Besides tweaking one of the biggest taboos out there, the film's other chief attempt to thoroughly discombobulate the audience lies in its tone. Basically, this is a weird comedy: structurally, it cannot be regarded as anything but a farce, with repetition and piled-on misunderstandings and a third act struggle to keep things held together in the face of a dubious authority figure. But the momentum is so laconic and slow that it's practically asleep (this is the part that especially feels Vermont-ish), and that is, itself, part of the joke - the film is hilarious, often, because of how coolly everybody is under-reacting, and the deliberate pace of the characters is exactly what makes them such amusing oddballs. It's a dry, subtle form of humor altogether, and Hitchcock was lucky to have performers able to meet him at exactly the right sweet spot: Gwenn is particularly great at playing in this relaxed mode, but MacLaine - making her uncommonly assured feature debut - is right up there with him, and she lands all of the very best line readings, talking about death and abuse with a kind of bored wisdom.
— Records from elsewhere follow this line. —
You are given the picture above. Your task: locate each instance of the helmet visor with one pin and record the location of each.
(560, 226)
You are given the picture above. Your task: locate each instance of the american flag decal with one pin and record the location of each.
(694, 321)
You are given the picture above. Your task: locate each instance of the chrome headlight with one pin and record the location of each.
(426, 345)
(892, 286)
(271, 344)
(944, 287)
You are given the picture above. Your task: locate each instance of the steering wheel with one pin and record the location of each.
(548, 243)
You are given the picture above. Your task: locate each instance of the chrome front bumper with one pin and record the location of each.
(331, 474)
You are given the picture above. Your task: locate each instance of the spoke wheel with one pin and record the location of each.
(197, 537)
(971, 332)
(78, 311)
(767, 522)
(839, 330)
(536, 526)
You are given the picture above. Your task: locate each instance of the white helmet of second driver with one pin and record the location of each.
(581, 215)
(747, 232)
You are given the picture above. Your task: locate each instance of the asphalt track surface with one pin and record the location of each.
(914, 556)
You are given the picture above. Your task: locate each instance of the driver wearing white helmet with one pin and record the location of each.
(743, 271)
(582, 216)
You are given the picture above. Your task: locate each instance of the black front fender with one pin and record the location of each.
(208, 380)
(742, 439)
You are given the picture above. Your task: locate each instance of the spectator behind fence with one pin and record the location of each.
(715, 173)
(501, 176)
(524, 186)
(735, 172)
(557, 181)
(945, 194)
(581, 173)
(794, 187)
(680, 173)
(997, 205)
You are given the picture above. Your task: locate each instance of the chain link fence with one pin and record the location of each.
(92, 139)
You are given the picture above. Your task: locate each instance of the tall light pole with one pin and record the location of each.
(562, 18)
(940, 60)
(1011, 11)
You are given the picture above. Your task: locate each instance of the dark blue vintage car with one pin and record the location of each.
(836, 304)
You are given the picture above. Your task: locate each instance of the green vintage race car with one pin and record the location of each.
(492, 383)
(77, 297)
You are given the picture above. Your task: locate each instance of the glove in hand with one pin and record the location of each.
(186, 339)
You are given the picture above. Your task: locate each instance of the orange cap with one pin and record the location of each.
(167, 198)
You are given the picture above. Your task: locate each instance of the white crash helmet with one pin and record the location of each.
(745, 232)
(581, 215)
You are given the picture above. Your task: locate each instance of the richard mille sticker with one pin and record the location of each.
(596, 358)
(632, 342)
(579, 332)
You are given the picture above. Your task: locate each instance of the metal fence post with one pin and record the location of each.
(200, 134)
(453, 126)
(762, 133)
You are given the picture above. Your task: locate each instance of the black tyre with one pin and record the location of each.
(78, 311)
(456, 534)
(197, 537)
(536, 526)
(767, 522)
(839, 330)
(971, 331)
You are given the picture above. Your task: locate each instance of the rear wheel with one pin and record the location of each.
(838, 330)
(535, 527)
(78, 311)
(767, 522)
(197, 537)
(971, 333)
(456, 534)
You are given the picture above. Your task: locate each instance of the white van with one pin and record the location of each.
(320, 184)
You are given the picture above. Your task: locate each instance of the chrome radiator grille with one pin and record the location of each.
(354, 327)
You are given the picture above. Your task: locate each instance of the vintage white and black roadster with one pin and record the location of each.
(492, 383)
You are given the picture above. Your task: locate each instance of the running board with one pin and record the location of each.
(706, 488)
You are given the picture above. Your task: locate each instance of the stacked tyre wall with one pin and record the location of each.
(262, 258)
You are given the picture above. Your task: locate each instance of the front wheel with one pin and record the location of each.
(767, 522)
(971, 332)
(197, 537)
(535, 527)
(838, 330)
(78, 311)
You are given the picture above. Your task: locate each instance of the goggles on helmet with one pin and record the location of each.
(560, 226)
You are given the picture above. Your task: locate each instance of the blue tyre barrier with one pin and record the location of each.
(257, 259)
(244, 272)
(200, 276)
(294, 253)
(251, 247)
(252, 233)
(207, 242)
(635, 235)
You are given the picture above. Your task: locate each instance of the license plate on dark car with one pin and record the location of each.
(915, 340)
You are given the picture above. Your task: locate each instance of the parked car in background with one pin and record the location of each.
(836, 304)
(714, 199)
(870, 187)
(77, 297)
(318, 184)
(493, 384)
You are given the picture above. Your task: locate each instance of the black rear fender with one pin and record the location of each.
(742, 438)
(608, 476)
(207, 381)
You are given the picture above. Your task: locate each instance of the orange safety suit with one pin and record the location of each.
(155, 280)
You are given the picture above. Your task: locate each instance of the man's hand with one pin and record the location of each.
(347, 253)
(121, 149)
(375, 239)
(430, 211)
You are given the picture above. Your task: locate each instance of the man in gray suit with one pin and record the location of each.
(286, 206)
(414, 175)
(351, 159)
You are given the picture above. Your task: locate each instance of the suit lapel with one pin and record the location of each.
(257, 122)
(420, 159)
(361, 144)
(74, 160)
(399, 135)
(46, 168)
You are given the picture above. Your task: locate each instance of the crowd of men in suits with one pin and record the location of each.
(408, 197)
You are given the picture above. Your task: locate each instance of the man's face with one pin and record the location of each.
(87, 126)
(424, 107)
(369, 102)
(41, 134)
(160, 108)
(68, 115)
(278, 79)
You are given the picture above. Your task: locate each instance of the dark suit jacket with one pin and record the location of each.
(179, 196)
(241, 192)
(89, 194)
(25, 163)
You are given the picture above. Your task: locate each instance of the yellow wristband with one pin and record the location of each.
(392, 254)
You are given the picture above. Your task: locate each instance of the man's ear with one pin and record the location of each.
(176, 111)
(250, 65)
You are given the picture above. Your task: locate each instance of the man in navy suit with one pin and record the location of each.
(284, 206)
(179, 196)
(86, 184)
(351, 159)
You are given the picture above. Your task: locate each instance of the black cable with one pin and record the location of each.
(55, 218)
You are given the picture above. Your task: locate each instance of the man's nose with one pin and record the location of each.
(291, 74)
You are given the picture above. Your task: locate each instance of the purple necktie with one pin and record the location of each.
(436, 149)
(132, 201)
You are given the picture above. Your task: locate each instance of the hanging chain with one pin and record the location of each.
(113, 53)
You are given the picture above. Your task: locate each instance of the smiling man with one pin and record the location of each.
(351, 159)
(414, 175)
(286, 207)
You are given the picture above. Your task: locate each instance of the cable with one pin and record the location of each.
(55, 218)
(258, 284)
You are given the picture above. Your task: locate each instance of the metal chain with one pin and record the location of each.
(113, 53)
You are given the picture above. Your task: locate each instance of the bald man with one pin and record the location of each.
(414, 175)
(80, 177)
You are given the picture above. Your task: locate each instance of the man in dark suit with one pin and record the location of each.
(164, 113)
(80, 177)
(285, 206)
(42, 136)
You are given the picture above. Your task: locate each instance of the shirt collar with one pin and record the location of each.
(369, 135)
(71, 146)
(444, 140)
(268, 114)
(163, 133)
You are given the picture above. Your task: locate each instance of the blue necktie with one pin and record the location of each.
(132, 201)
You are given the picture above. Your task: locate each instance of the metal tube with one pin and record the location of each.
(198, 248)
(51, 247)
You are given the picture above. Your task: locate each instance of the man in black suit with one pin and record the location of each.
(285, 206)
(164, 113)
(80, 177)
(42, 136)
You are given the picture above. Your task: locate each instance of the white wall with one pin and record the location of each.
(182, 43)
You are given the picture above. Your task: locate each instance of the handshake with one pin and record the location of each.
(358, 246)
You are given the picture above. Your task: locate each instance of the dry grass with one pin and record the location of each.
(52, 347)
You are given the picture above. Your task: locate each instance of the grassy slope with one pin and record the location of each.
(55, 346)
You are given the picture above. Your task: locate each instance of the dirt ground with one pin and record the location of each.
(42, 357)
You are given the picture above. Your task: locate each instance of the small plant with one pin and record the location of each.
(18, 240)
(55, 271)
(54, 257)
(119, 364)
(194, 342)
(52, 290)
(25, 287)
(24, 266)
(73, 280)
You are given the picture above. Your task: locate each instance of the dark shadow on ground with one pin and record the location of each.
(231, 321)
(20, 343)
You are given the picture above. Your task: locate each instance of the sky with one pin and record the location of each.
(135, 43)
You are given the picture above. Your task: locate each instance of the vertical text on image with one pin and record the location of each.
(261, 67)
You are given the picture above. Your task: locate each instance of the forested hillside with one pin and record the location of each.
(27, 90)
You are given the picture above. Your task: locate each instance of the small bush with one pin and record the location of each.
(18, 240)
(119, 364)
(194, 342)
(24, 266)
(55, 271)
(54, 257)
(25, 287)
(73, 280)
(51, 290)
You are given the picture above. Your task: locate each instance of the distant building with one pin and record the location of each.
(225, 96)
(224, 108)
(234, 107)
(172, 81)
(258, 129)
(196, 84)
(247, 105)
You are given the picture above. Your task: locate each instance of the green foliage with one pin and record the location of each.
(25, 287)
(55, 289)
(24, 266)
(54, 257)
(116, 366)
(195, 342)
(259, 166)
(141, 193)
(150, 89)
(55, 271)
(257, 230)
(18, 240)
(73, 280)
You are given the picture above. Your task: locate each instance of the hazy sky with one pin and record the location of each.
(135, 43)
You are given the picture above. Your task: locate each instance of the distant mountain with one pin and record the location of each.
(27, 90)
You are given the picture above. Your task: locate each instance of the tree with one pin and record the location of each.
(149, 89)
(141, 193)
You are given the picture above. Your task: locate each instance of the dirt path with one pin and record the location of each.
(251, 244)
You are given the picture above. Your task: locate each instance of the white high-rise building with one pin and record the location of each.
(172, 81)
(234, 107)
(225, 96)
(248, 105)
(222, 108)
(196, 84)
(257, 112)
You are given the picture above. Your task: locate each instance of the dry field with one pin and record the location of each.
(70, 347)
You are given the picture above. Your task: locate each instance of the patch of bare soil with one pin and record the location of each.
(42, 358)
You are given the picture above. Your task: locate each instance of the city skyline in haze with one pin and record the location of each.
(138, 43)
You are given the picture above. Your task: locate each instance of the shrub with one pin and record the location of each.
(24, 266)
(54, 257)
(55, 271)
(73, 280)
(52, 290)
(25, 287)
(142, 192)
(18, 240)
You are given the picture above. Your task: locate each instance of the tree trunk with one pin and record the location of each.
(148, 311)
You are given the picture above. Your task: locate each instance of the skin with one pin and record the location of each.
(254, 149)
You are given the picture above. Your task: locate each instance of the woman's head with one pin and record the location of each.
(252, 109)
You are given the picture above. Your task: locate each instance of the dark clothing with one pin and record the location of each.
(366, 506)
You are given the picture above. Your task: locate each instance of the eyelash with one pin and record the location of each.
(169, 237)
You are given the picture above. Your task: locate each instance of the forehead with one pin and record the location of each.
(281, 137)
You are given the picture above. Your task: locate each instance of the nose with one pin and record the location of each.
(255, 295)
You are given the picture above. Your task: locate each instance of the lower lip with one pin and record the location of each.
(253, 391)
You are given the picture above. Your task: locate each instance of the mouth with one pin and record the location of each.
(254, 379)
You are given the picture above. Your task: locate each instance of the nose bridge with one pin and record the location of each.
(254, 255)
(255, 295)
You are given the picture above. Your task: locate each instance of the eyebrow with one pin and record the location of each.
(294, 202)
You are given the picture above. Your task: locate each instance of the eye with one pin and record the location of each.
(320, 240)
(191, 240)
It's too low-key and restrained to ever result in huge, heaving laughs, and maybe that's part of why the film has never found an especially enthusiastic audience, but it's still one of the absolute funniest movies of the 1950s, not least because it is perhaps the most puckish; the best kind of comic film for the trickster Hitchcock to release onto the world. In the meantime, it's also a consummate piece of moviemaking: capturing the Vermont locations (and the locations recreated in a Vermont gym following bad weather) with eye-bleeding beauty, and especially the impossibly painterly feeling of a New England autumn. It is, in fact, one of the best movies about autumn I can name, despite the number of interior sets dressed up with spray-painted leaves.

The best part of all is that even with its frivolous tone and comedy, it's still tangibly a Hitchcock film, with the director demonstrating how thriller principals can be applied to humor, and for the same reasons: the longer a payoff that we're fully expecting is deferred, the bigger the release when it shows up (there's a magnificent scene where we're on pins and needles waiting for Harry's body to fall out, and then just at the last minute, it doesn't fall out, because it turns out not to have been there - fucking glorious filmmaking). It's an unusual application of technique, but it works flawlessly, and the whole movie is both absurd and tense for its entire running time, despite none of the characters ever noting that it's either of those thing.

On top of everything else, the film was the first teaming between Hitchcock and composer Bernard Herrmann, and the bouncy score, with all of its half-formed marches in unusual keys, is one of the very best things that man ever wrote, for Hitch or anybody else. So, you know, it's delightful, offbeat, beautiful, and it's historically important. Pretty fantastic all around, and a movie that continues to surprise and entrance me no matter how often I see it.